Company seeks permission to freeze vessel into Milne Inlet

Hunters fear oil spill from Baffinland barge


Hunters from Pond Inlet are unhappy with Baffinland Iron Mines Corp.'s plans to freeze a barge holding millions of litres of fuel into the ice at Milne Inlet next year.

They fear the ice may crack and heave, then upset the barge and create an oil spill in waters frequented by Arctic char, narwhal, beluga and seal.

"That's one of the very, very big worries," said Jayko Alooloo, chair of the Mittamatalik Hunter and Trappers Association.

The company's plans still must be approved by regulators such as the Nunavut Impact Review Board and Transport Canada before it freezes fuel into Milne Inlet in 2009, in order to get an early start to construction in 2010 and effectively shave one year off the building schedule.

Baffinland is considering alternatives. The conventional solution would be to store fuel in enormous 10-million-litre metal fuel tanks.

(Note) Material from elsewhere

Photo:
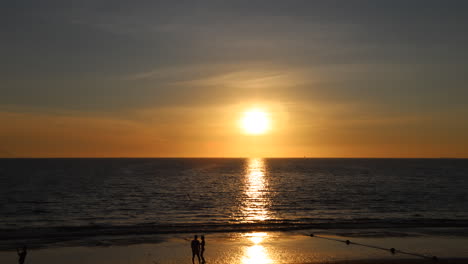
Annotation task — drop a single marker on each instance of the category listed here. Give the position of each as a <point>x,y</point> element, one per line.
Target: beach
<point>252,248</point>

Such tanks will eventually be necessary, in any event, if the company's plans go forward to build an iron mine at Mary River on north Baffin Island by 2014.

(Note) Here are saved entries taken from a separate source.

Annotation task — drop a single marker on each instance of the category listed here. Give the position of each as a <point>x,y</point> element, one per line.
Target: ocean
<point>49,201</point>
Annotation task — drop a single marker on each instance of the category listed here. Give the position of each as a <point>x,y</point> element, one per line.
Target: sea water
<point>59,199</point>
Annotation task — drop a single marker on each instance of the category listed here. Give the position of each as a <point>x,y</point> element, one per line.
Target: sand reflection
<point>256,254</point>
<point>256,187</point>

But these tanks are too big to be shipped ready-made to the site, says Baffinland's chief operating officer, Rod Cooper. They would need to be built, a process expected to take two months. And the company only has several months of ice-free weather in the summer to transport supplies. Another year may be lost.

Big metal fuel tanks are also currently in high demand, says company president Gord McCreary, due to work underway in Alberta's oil sands, creating waits as long as a year.

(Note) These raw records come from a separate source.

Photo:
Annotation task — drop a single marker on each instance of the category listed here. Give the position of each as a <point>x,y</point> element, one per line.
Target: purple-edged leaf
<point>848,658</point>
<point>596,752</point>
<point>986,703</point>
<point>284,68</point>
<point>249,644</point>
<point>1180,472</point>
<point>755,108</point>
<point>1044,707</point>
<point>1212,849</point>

Another solution would be to build a fuel tank farm with collapsible rubber bladders – technology already in use at Baffinland's Milne Inlet camp, where the company has stored about seven million litres of diesel.

But regulators, such as Indian and Northern Affairs Canada, don't appear to like fuel bladders, said Cooper, so the company may be forced to switch to other technologies.

As for fuel barges, they're known to occasionally rupture. And, because they're frozen in ice, such spills easily go unnoticed.

Robert Eno, the Government of Nunavut's manager of pollution control, recalls this occurring off Iqaluit in 2000.

Ice froze beneath the barge over the winter. Then, in the spring, the ice melted unevenly, causing the barge to tip to one side, allowing ice to cut through the hull.

Thankfully, Eno said, the Iqaluit spill was detected early, due to regular drilling in the ice to inspect the water beneath.

The spill could have been prevented if the company had used a double-hulled barge, Eno said.

It's too early for Baffinland to say what kind of boat or barge they will use, Cooper said.

Transport Canada is working on developing regulations that would require fuel barges to have double-hulled bottoms, but these rules aren't expected to come into force for another seven years.

The storage of fuel in barges is the biggest concern for hunters, Alooloo said, but it's not the only one.

They also worry that Baffinland's plans to build a 143-km railway, from the mine site at Mary River to Steensby Inlet, northeast of Igloolik, may scare caribou, which are presently scarce across northern Baffin Inlet, but are known to gather in great herds.

Alooloo said he and other hunters fear the constant bustle of trains up and down the railway may scare caribou away, so that they no longer cross from the mainland to Baffin Island.

He said he believes the diminished number of caribou in recent years may have to do with the constant arrival and departure of planes and helicopters at the Mary River site.

But even with these concerns, there's little full-scale opposition to the project among hunters, Alooloo said.

He just wants to ensure Baffinland takes every precaution it can to avoid harming the animals that Pond Inlet residents are accustomed to hunting.